Visiting the Grave on the Yahrzeit
Question
My parents passed away three years ago, a few weeks apart. They were very, very loving grandparents and very attached to their children, grandchildren and great-grandchildren. They supported their children and grandchildren financially in a rare way. My question is about going to the grave on the anniversary. We, brothers and sisters, come, but the numerous grandchildren (without the evil eye) rarely come. Some of them didn’t even come once, and each yahrzeit we’re forced to count the men so that there be enough for a minyan (quorum). It hurts me a lot, but I don't know if or what to say to them, because I don't know what is halacha, what is custom, and what is acceptable to do in this case.
Answer
Dear …!
Your pain is very understandable.
Visiting the graves of one’s relatives on Yahrzeit is mentioned in Halacha, but there is no specification as to who is included in this custom.
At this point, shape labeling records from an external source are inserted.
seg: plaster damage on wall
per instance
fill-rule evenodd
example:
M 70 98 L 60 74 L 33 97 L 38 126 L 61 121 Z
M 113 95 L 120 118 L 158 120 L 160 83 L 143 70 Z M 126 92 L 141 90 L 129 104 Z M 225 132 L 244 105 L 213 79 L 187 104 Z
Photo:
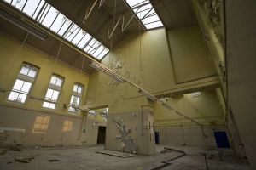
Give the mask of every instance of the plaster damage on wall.
M 134 140 L 130 135 L 131 129 L 128 128 L 120 117 L 116 117 L 113 119 L 113 122 L 115 122 L 115 125 L 119 132 L 119 135 L 116 136 L 116 138 L 122 141 L 125 144 L 123 147 L 123 151 L 125 151 L 125 149 L 127 148 L 130 151 L 131 151 L 131 153 L 136 154 L 137 144 L 134 143 Z

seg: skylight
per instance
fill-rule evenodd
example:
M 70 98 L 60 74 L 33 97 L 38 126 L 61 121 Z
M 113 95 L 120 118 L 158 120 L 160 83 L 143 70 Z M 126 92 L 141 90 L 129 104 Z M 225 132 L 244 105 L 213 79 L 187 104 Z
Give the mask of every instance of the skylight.
M 97 60 L 102 60 L 109 51 L 44 0 L 4 1 Z
M 149 0 L 126 0 L 126 3 L 148 30 L 163 26 Z

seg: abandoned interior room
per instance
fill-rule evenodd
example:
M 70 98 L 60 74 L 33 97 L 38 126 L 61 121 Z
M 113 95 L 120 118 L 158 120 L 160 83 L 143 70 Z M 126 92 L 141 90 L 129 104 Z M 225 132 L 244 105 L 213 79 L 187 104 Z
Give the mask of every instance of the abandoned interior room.
M 256 1 L 0 0 L 0 170 L 256 169 Z

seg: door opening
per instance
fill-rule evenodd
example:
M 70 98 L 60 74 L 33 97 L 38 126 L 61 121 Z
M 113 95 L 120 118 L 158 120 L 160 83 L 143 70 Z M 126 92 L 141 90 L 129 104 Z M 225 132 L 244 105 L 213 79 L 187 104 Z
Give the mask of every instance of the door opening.
M 97 144 L 105 144 L 106 127 L 99 126 Z

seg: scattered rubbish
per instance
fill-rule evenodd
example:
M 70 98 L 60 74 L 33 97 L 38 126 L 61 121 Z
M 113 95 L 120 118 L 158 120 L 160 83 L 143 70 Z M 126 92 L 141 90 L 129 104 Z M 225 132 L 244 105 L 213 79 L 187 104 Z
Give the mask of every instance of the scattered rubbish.
M 183 150 L 176 150 L 176 149 L 172 149 L 172 148 L 166 148 L 166 147 L 164 147 L 164 150 L 162 150 L 160 151 L 160 153 L 165 154 L 165 153 L 172 152 L 172 151 L 177 152 L 178 156 L 175 156 L 175 157 L 172 157 L 172 158 L 166 158 L 166 157 L 165 157 L 164 159 L 166 159 L 166 161 L 163 161 L 160 166 L 155 167 L 154 167 L 151 170 L 160 170 L 160 169 L 162 169 L 162 168 L 164 168 L 166 167 L 168 167 L 168 166 L 172 165 L 172 163 L 170 163 L 170 162 L 174 161 L 174 160 L 178 159 L 178 158 L 181 158 L 181 157 L 183 157 L 183 156 L 184 156 L 187 155 L 187 153 L 184 152 L 184 151 L 183 151 Z
M 165 154 L 165 153 L 171 152 L 171 151 L 177 151 L 177 152 L 179 152 L 179 153 L 186 154 L 183 150 L 176 150 L 176 149 L 172 149 L 172 148 L 166 148 L 166 147 L 164 147 L 164 150 L 161 150 L 160 153 Z
M 121 118 L 117 117 L 113 119 L 113 122 L 115 122 L 115 125 L 120 133 L 120 135 L 117 136 L 116 138 L 125 144 L 123 150 L 125 150 L 125 148 L 128 148 L 131 153 L 136 154 L 137 144 L 130 136 L 131 131 L 127 128 L 123 120 Z
M 212 155 L 209 156 L 208 160 L 212 160 L 213 157 L 214 157 L 214 155 L 212 154 Z
M 105 162 L 113 162 L 113 160 L 106 160 Z
M 29 163 L 33 159 L 35 159 L 34 156 L 29 156 L 28 157 L 16 157 L 15 160 L 22 163 Z
M 52 155 L 52 156 L 62 156 L 61 154 L 58 154 L 58 153 L 51 153 L 50 155 Z
M 158 166 L 158 167 L 154 167 L 154 168 L 151 169 L 151 170 L 159 170 L 159 169 L 164 168 L 164 167 L 168 167 L 168 166 L 170 166 L 170 165 L 172 165 L 172 163 L 168 163 L 168 162 L 161 162 L 161 165 L 160 165 L 160 166 Z
M 52 159 L 52 160 L 48 160 L 48 162 L 59 162 L 60 160 L 57 159 Z
M 22 151 L 22 150 L 19 147 L 10 147 L 9 149 L 9 150 L 11 150 L 11 151 Z
M 7 150 L 0 150 L 0 155 L 6 154 L 6 152 L 7 152 Z
M 96 153 L 101 153 L 101 154 L 105 154 L 105 155 L 108 155 L 108 156 L 122 157 L 122 158 L 133 157 L 133 156 L 137 156 L 135 154 L 123 153 L 123 152 L 113 151 L 113 150 L 99 150 L 99 151 L 96 151 Z

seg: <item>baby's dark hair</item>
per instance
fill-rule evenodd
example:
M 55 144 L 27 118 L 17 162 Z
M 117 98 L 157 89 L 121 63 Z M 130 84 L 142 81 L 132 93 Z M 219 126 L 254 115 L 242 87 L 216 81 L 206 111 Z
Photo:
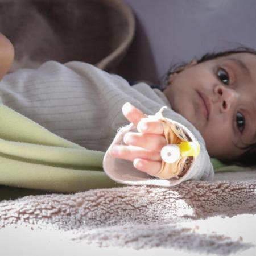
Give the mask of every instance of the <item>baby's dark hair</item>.
M 241 46 L 234 49 L 227 51 L 221 51 L 218 52 L 209 52 L 203 55 L 200 59 L 196 60 L 197 63 L 207 61 L 208 60 L 213 60 L 221 57 L 230 55 L 232 54 L 246 53 L 256 55 L 256 50 L 250 47 Z M 162 88 L 164 89 L 168 82 L 168 79 L 171 75 L 176 73 L 177 71 L 182 69 L 182 68 L 188 65 L 189 63 L 182 63 L 178 64 L 172 65 L 163 79 Z M 179 72 L 179 71 L 178 71 Z M 256 165 L 256 143 L 246 144 L 245 147 L 238 147 L 240 149 L 246 150 L 246 151 L 243 153 L 237 160 L 235 164 L 242 165 L 246 166 L 252 166 Z M 230 164 L 230 163 L 226 163 Z

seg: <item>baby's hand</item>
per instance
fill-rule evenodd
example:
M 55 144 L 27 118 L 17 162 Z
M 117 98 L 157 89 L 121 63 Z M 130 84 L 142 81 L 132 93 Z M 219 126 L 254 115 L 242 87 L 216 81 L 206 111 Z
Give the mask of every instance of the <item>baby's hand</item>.
M 122 112 L 138 132 L 126 133 L 123 138 L 126 145 L 114 146 L 110 154 L 115 158 L 132 161 L 137 169 L 154 176 L 161 169 L 160 151 L 167 144 L 163 125 L 152 121 L 128 102 L 123 105 Z

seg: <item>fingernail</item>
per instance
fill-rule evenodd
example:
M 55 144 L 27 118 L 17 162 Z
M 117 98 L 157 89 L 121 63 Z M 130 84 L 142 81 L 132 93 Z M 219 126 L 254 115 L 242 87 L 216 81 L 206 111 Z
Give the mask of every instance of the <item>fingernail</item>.
M 141 133 L 143 133 L 143 131 L 146 131 L 148 127 L 145 123 L 142 123 L 141 122 L 139 122 L 137 125 L 137 129 Z
M 118 147 L 117 146 L 113 146 L 110 149 L 110 152 L 113 155 L 117 155 L 119 153 Z

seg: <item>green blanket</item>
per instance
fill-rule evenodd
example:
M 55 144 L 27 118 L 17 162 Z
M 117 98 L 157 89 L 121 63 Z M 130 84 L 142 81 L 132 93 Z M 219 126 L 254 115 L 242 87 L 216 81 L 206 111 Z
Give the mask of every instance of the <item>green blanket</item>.
M 0 199 L 123 185 L 103 171 L 104 152 L 61 138 L 3 104 L 0 119 Z M 241 169 L 212 161 L 217 171 Z
M 102 171 L 104 152 L 88 150 L 0 105 L 0 184 L 73 192 L 117 184 Z

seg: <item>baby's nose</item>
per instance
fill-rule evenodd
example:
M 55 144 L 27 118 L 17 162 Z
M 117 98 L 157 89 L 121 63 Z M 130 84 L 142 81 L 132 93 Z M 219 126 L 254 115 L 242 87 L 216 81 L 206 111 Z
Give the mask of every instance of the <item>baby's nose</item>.
M 218 85 L 214 88 L 214 91 L 218 94 L 222 111 L 229 110 L 238 96 L 237 92 L 227 85 Z

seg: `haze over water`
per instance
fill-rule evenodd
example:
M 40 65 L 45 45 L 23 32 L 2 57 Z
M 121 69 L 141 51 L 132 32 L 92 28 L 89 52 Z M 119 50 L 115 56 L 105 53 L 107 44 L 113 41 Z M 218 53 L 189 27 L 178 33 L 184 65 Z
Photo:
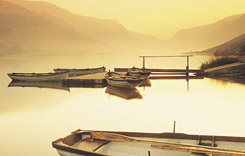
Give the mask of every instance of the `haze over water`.
M 202 56 L 190 58 L 197 69 Z M 209 78 L 151 80 L 137 88 L 143 99 L 125 100 L 105 88 L 8 87 L 9 72 L 52 72 L 53 68 L 142 66 L 138 55 L 23 57 L 0 61 L 0 151 L 4 156 L 56 156 L 51 142 L 76 129 L 176 132 L 245 136 L 245 85 Z M 147 59 L 149 68 L 185 68 L 185 58 Z

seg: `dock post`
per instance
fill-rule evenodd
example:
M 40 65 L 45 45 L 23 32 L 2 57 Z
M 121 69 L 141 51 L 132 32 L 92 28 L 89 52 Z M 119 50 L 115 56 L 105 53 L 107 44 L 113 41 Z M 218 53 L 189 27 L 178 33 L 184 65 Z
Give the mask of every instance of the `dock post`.
M 145 69 L 145 56 L 143 56 L 143 69 Z
M 186 76 L 189 76 L 189 56 L 187 57 Z
M 175 134 L 175 125 L 176 125 L 176 121 L 174 121 L 174 129 L 173 129 L 174 134 Z

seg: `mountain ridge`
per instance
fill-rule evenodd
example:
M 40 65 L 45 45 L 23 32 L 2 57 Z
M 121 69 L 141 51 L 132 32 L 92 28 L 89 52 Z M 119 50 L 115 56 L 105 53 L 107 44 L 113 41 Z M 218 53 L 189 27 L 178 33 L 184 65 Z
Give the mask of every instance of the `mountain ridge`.
M 170 48 L 199 51 L 214 47 L 245 33 L 245 14 L 223 18 L 215 23 L 183 29 L 166 41 Z

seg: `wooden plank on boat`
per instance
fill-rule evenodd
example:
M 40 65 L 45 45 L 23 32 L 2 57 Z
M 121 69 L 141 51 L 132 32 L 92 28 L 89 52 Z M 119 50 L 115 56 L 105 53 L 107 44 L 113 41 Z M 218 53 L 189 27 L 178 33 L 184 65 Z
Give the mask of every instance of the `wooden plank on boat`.
M 245 156 L 245 150 L 240 149 L 230 149 L 221 147 L 209 147 L 201 145 L 190 145 L 183 143 L 173 143 L 173 142 L 163 142 L 163 141 L 151 141 L 142 140 L 133 137 L 128 137 L 125 135 L 114 134 L 114 133 L 104 133 L 104 132 L 91 132 L 94 139 L 101 139 L 107 141 L 119 141 L 119 142 L 143 142 L 152 144 L 152 148 L 162 148 L 170 150 L 178 150 L 185 152 L 195 152 L 195 153 L 206 153 L 206 154 L 216 154 L 216 155 L 228 155 L 228 156 Z
M 110 141 L 106 140 L 93 140 L 93 141 L 79 141 L 73 145 L 73 147 L 78 148 L 80 150 L 88 150 L 88 151 L 96 151 L 101 146 L 109 143 Z
M 205 153 L 194 153 L 192 152 L 190 156 L 212 156 L 212 154 L 205 154 Z
M 68 77 L 64 79 L 63 82 L 65 84 L 104 84 L 106 83 L 105 73 L 106 72 Z
M 129 68 L 114 68 L 115 72 L 127 72 Z M 146 68 L 147 71 L 150 72 L 186 72 L 186 69 L 148 69 Z M 189 69 L 189 73 L 198 73 L 198 72 L 203 72 L 203 70 L 198 70 L 198 69 Z

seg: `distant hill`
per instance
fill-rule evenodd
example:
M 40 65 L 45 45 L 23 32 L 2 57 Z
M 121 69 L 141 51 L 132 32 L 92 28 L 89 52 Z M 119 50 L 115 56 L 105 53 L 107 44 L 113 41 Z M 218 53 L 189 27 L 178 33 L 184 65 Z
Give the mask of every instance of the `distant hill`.
M 115 20 L 75 15 L 41 1 L 0 0 L 0 36 L 0 55 L 162 48 L 160 39 L 131 32 Z
M 227 42 L 244 33 L 245 14 L 240 14 L 210 25 L 181 30 L 166 41 L 166 45 L 182 51 L 200 51 Z
M 240 52 L 241 47 L 245 46 L 245 34 L 242 34 L 228 42 L 225 42 L 219 46 L 203 50 L 199 53 L 204 53 L 204 54 L 225 54 L 225 53 L 230 53 L 230 54 L 237 54 Z

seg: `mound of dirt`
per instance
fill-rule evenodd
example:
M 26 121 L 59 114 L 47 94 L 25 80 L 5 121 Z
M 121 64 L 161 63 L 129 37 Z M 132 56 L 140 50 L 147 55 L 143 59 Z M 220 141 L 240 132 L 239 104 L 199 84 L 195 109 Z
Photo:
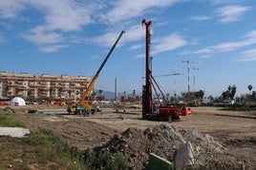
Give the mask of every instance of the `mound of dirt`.
M 170 124 L 160 124 L 144 131 L 129 128 L 96 150 L 121 154 L 128 160 L 132 169 L 144 169 L 148 164 L 149 153 L 174 162 L 177 149 L 186 142 L 191 142 L 195 152 L 194 167 L 211 164 L 213 167 L 227 167 L 224 165 L 226 161 L 223 159 L 224 147 L 214 142 L 211 136 L 188 129 L 177 129 Z

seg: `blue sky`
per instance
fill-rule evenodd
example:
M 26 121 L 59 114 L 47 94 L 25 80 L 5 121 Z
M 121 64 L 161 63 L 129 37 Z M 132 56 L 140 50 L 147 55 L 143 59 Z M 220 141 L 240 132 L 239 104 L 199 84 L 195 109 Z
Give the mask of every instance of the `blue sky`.
M 1 0 L 0 70 L 93 77 L 125 30 L 95 88 L 114 91 L 117 78 L 141 93 L 146 19 L 153 75 L 182 74 L 156 78 L 164 93 L 187 91 L 189 60 L 191 91 L 235 85 L 240 96 L 256 88 L 255 16 L 254 0 Z

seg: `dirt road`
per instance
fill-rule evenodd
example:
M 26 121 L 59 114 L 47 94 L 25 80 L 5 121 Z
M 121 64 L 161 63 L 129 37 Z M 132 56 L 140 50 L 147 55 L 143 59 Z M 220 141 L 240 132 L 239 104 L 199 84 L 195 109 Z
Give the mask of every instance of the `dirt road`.
M 114 110 L 91 117 L 67 114 L 29 114 L 24 108 L 15 113 L 32 131 L 48 129 L 62 136 L 68 142 L 83 150 L 101 146 L 115 134 L 129 127 L 142 130 L 162 123 L 171 123 L 178 128 L 193 129 L 207 133 L 223 144 L 228 154 L 237 161 L 256 168 L 256 112 L 224 111 L 215 107 L 194 107 L 191 116 L 181 121 L 152 122 L 141 120 L 139 110 L 115 113 Z M 132 112 L 129 113 L 129 112 Z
The actual customs differ greatly from family to family. Therefore, it is difficult to determine what the 'accepted' custom is.
If it’s important for the father and the mother that their child visit the grave of his grandparent, then, by doing so, the child fulfills the commandment of honoring his parents, which is a Torah obligation. This is far more important than visiting a grave, which is only a custom.
[Some authorities write that there is no point in gathering a minyan; the main thing is that family members come to the grave.]